You won't need it on red oak----oak stains easily but the stain does not soak in deeply----the preconditioner would be a bad idea---


----------



## joecaption (Nov 30, 2011)

I use Gel stain not liquid, comes out more even for me and less splatters.


----------



## french_guy (Sep 11, 2012)

I've never used the gel stain...
But I'll have to do some mix to get the right color, so I assume it wil be easier with the liquid one (I'm usnig MinWax)
I'll have to do some test to see how to hide the nail holes the best way


----------



## oh'mike (Sep 18, 2009)

Minwax will be just fine if you have it---

I use minwax or Varathane stains with good results.

The Gel stains are nice---but oak takes stain well --so there is no need to get something special for this project.


----------



## french_guy (Sep 11, 2012)

OK, I did stain half of my stairs (every other treads). I sanded (#220) and used some tacky cloth to remove dust. I used a brush, then wiped the surplus with a clean cloth. Turned out very well :thumbup:
Only 1 "problem": when I finished the last tread, I noticed some weird marks on 3 treads. Looking closer, it's footprints !!!
Apparently, my daughter went upstairs (barefoot) just before I started to stain. We went outside for a walk, and she had her socks wet. She took them off, but her feet were humid as well. 
So long story short: the footprints were invisible on the raw wood, but they show up once stained.........:furious:
And it's not on the last 3 treads since I wasn't finished sanding: for these treads, I guess I sanded out the footprint, because they don't show up
Is it going to dry?
If it doesn't dry, what should I do? A second coat? Should I sand before (#220 or #400 or steel wool - Minwax says not to sand if a 2nd coat is necessary)
Thanks


----------



## joecaption (Nov 30, 2011)

Going to have to sand it back down and allow it to dry out.


----------



## french_guy (Sep 11, 2012)

You mean sand down to raw wood..............?
Or a "light" sand, and then a 2nd coat?
If you tell me the only option is to sand down to raw wood, I guess I will leave it as it is.........!!!!


----------



## french_guy (Sep 11, 2012)

Arghhh.................after more than 15 hours dry time, the footprints are still the same !!!!
If I have to sand it to bare wood, will a mouse detail sander from Black & Decker do the work (with 80 grit sand paper)?
I've understood stain doesn't go too deep in red oak.....


----------



## ddawg16 (Aug 15, 2011)

Yes....sand it down to raw wood.

Nice thing about oak is that it's forgiving....

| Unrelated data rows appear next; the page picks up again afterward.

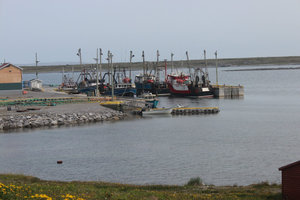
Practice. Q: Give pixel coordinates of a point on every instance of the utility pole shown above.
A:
(172, 68)
(157, 61)
(130, 62)
(36, 62)
(216, 54)
(97, 75)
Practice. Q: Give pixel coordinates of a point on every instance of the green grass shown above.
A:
(17, 187)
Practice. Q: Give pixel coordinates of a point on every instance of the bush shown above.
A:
(195, 181)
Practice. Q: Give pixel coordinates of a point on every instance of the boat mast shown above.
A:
(157, 70)
(97, 75)
(101, 63)
(165, 70)
(143, 56)
(108, 67)
(188, 62)
(36, 62)
(172, 68)
(80, 60)
(216, 54)
(130, 62)
(206, 70)
(112, 78)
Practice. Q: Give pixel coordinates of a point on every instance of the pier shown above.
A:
(227, 91)
(195, 110)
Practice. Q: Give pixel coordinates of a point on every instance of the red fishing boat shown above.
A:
(185, 85)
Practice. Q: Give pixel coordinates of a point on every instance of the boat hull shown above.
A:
(158, 111)
(191, 91)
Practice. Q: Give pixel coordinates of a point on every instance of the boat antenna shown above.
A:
(36, 62)
(172, 68)
(217, 81)
(100, 54)
(157, 61)
(205, 64)
(97, 75)
(112, 82)
(80, 60)
(130, 62)
(188, 61)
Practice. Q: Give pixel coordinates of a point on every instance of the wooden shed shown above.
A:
(10, 77)
(291, 181)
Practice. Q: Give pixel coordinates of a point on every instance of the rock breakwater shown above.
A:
(36, 120)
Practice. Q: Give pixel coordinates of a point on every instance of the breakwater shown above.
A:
(36, 120)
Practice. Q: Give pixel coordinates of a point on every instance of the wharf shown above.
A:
(195, 110)
(52, 101)
(188, 111)
(228, 91)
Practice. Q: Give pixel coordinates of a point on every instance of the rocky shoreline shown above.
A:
(36, 120)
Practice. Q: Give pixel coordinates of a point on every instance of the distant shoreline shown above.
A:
(225, 62)
(264, 69)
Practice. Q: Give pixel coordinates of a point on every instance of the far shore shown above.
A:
(222, 62)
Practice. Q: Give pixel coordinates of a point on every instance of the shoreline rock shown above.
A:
(36, 120)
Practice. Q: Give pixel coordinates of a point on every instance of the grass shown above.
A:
(17, 187)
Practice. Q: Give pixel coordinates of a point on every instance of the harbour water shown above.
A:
(245, 143)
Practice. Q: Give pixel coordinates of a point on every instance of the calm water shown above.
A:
(245, 143)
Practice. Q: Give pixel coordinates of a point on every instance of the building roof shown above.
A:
(289, 165)
(7, 65)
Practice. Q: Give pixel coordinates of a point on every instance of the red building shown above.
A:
(291, 181)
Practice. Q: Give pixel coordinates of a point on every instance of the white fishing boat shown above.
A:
(157, 111)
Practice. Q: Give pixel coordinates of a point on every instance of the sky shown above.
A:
(56, 29)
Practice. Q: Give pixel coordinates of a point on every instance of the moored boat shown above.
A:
(183, 85)
(157, 111)
(150, 99)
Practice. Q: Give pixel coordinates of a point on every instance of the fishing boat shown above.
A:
(157, 111)
(150, 99)
(183, 85)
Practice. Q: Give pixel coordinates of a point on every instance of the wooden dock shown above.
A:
(195, 110)
(228, 91)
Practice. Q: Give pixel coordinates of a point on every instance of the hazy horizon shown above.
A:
(236, 29)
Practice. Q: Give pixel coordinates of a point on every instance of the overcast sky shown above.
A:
(236, 28)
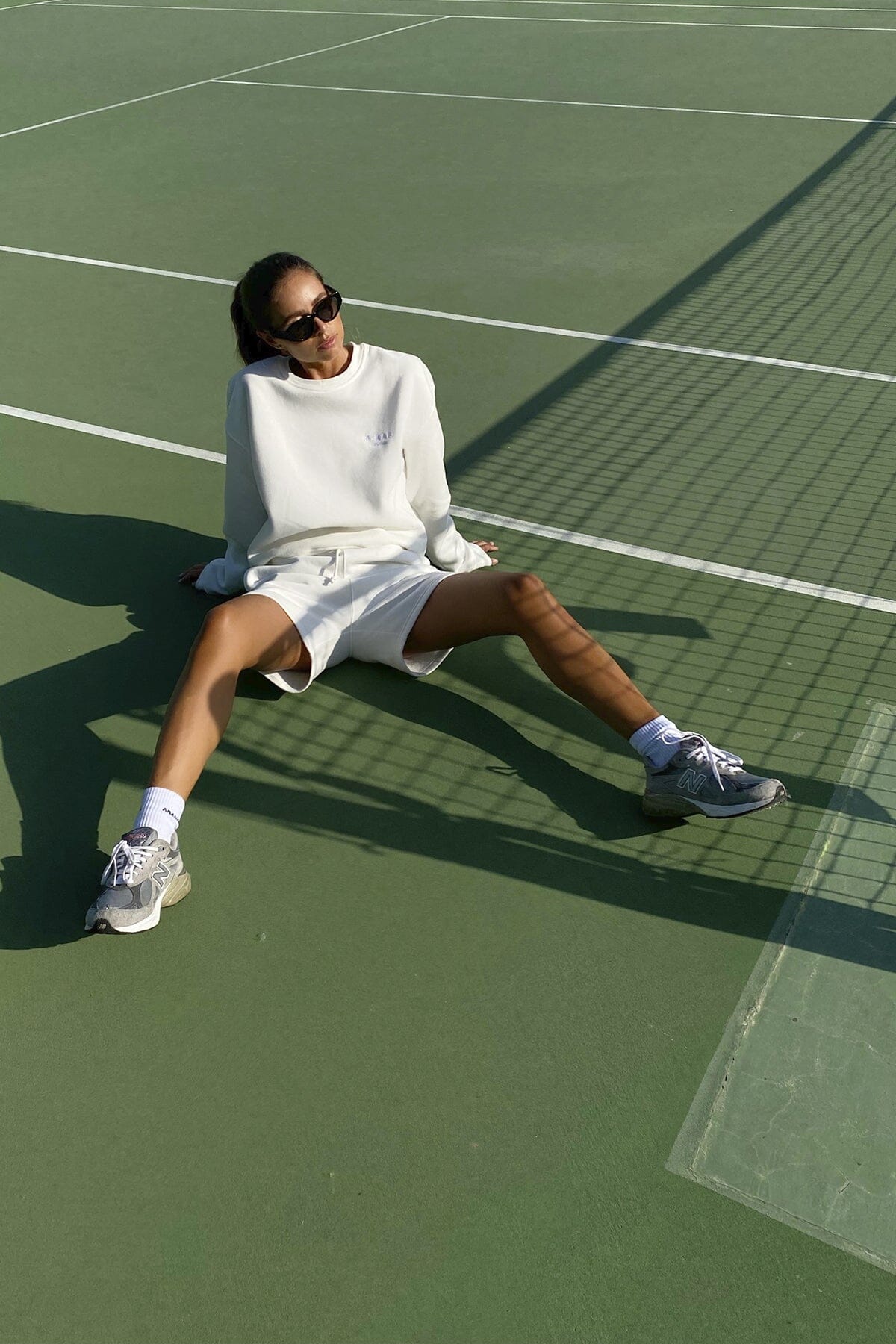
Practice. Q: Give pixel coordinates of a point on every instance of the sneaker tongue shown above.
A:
(143, 835)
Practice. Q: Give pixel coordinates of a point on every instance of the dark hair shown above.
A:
(250, 308)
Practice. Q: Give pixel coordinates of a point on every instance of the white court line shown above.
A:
(561, 102)
(461, 18)
(555, 534)
(601, 337)
(455, 18)
(198, 84)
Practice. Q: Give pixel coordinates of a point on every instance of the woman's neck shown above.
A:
(326, 370)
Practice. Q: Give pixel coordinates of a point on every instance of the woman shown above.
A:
(340, 544)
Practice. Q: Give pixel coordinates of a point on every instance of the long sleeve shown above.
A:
(245, 515)
(429, 495)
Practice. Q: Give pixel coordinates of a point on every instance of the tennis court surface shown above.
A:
(449, 1043)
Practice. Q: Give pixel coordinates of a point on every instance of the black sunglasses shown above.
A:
(326, 308)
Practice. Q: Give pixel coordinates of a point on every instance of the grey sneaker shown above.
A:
(143, 875)
(704, 779)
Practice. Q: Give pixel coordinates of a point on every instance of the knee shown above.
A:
(220, 632)
(527, 596)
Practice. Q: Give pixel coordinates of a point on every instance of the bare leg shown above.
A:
(472, 606)
(246, 632)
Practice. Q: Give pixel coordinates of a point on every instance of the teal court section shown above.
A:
(795, 1115)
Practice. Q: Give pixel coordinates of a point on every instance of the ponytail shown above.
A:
(250, 307)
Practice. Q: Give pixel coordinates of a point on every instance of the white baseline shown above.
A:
(563, 102)
(198, 84)
(780, 582)
(467, 18)
(600, 337)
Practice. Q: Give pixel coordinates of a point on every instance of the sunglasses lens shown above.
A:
(329, 307)
(327, 311)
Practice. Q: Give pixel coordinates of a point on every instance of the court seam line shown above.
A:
(199, 84)
(561, 102)
(598, 337)
(780, 582)
(457, 18)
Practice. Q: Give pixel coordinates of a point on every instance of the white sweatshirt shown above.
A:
(352, 461)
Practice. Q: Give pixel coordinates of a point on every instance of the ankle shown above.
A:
(160, 809)
(657, 741)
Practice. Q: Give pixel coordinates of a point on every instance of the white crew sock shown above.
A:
(160, 809)
(657, 741)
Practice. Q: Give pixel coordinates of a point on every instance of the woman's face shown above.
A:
(294, 297)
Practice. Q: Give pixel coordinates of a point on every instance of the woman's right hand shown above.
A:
(191, 574)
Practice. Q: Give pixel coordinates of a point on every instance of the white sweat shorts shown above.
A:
(349, 609)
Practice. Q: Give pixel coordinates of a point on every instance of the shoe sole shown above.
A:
(175, 893)
(672, 806)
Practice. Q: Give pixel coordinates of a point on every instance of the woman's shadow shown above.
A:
(60, 771)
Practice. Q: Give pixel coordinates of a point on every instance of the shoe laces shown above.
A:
(125, 862)
(696, 747)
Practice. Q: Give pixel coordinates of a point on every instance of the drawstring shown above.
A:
(335, 567)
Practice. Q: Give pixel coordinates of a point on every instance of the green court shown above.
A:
(449, 1042)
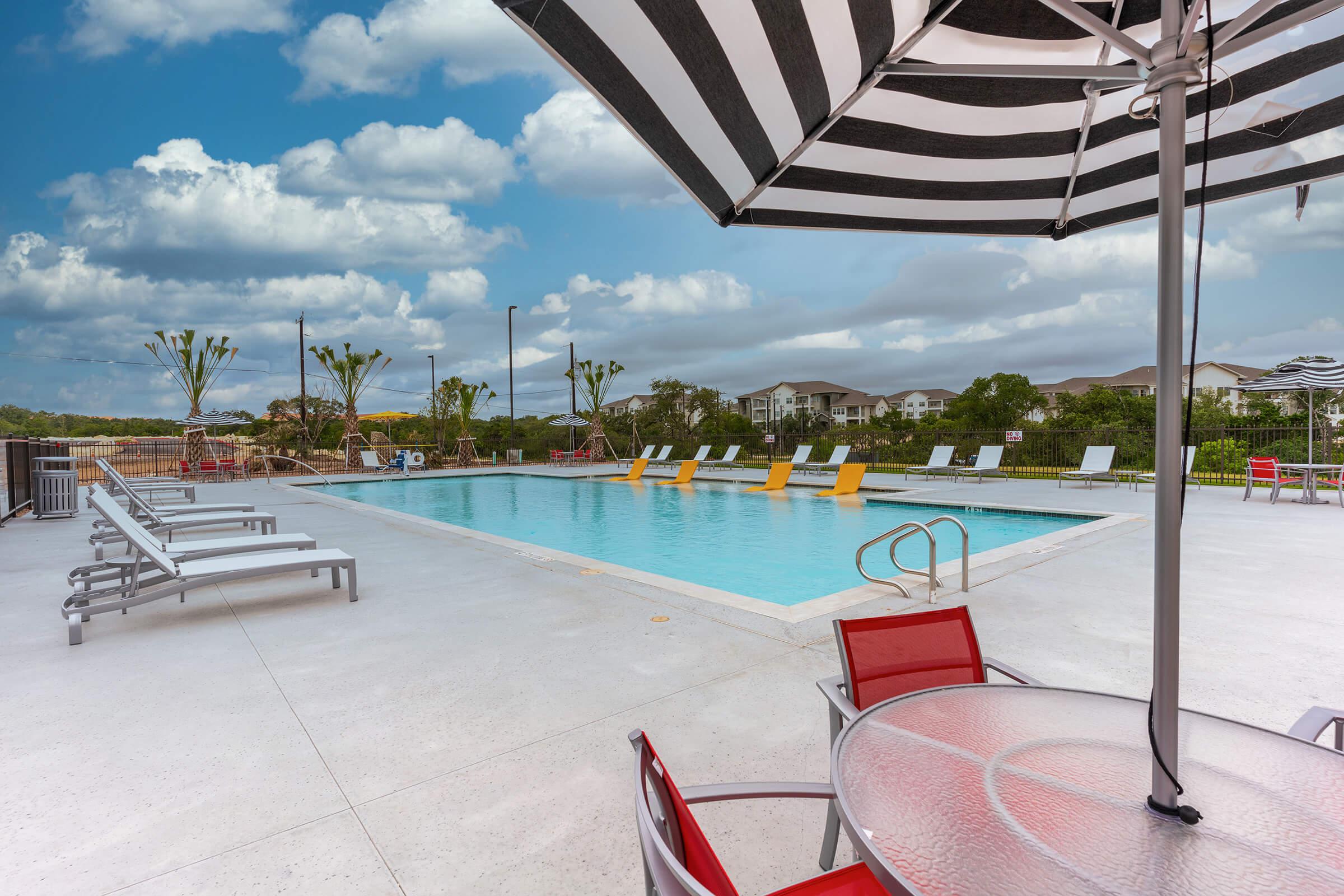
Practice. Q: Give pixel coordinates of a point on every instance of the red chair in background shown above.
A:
(885, 657)
(1265, 469)
(678, 856)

On oak, I personally prefer the Watco oil stains.

As for pre-conditioner....I use them....but I don't like the water based one...I use the petroleum based....it helps to show up any defects prior to stain


----------



## woodman58 (Aug 22, 2010)

I would not have sanded down to 220 grit. I would have stopped at 80 to 100 grit. The finer you sand wood, the less it will absorb stain. As you get finer it closes the pores of the wood blocking absorption. If you only sand the steps that need to be redone, and use 80 grit. You will have probably have to re-sand the rest of them. When making furniture the only time you sand to different grits is on end grain. This makes it take stain the same as the linier grain.


----------



## french_guy (Sep 11, 2012)

Good to know
But as you say, since the other treads were sanded at #220, I kept the same method


----------



## french_guy (Sep 11, 2012)

How many polyurethane layers are recommended for a stair?
I'm planning to use that one:
http://www.minwax.com/wood-products...nwax-super-fastdrying-polyurethane-for-floors

What is best to use: a brush or lambswool?


----------



## Awoodfloorguy (Jul 6, 2012)

Next time you stain something like this I would suggest water popping over a conditioner. This raises the grain of the wood and allows the stain to take a little deeper and more evenly (not that you didn't get it even). Also, I agree about sanding to 80 or 100 grit only.. Sanding too smooth can make the stain not soak in well.. Hope this info helps on your next project..


----------



## french_guy (Sep 11, 2012)

Oh yes, i will remember that for the next projects......part of the learning curve
But it's weird that Minwax recommends the #220 grit on their instructions (on the cans and their website as well)

Thanks


----------



## woodman58 (Aug 22, 2010)

Minwax is mainly used for furniture. Even when staining I will only go to 150 grit before staining. Then 320 grit between finish coats. I will never go above 100 grit on flooring. If you go to much above 100 grit you will get to much of a shine and it will show every scratch and dent that occurs.


----------



## french_guy (Sep 11, 2012)

OK, I've just applied the last coat of polyurethane
How should I finish now: leave it as is, use some steelwool #0000, sand paper (which grit?)
Thanks


----------



## woodman58 (Aug 22, 2010)

You done. Congrates


----------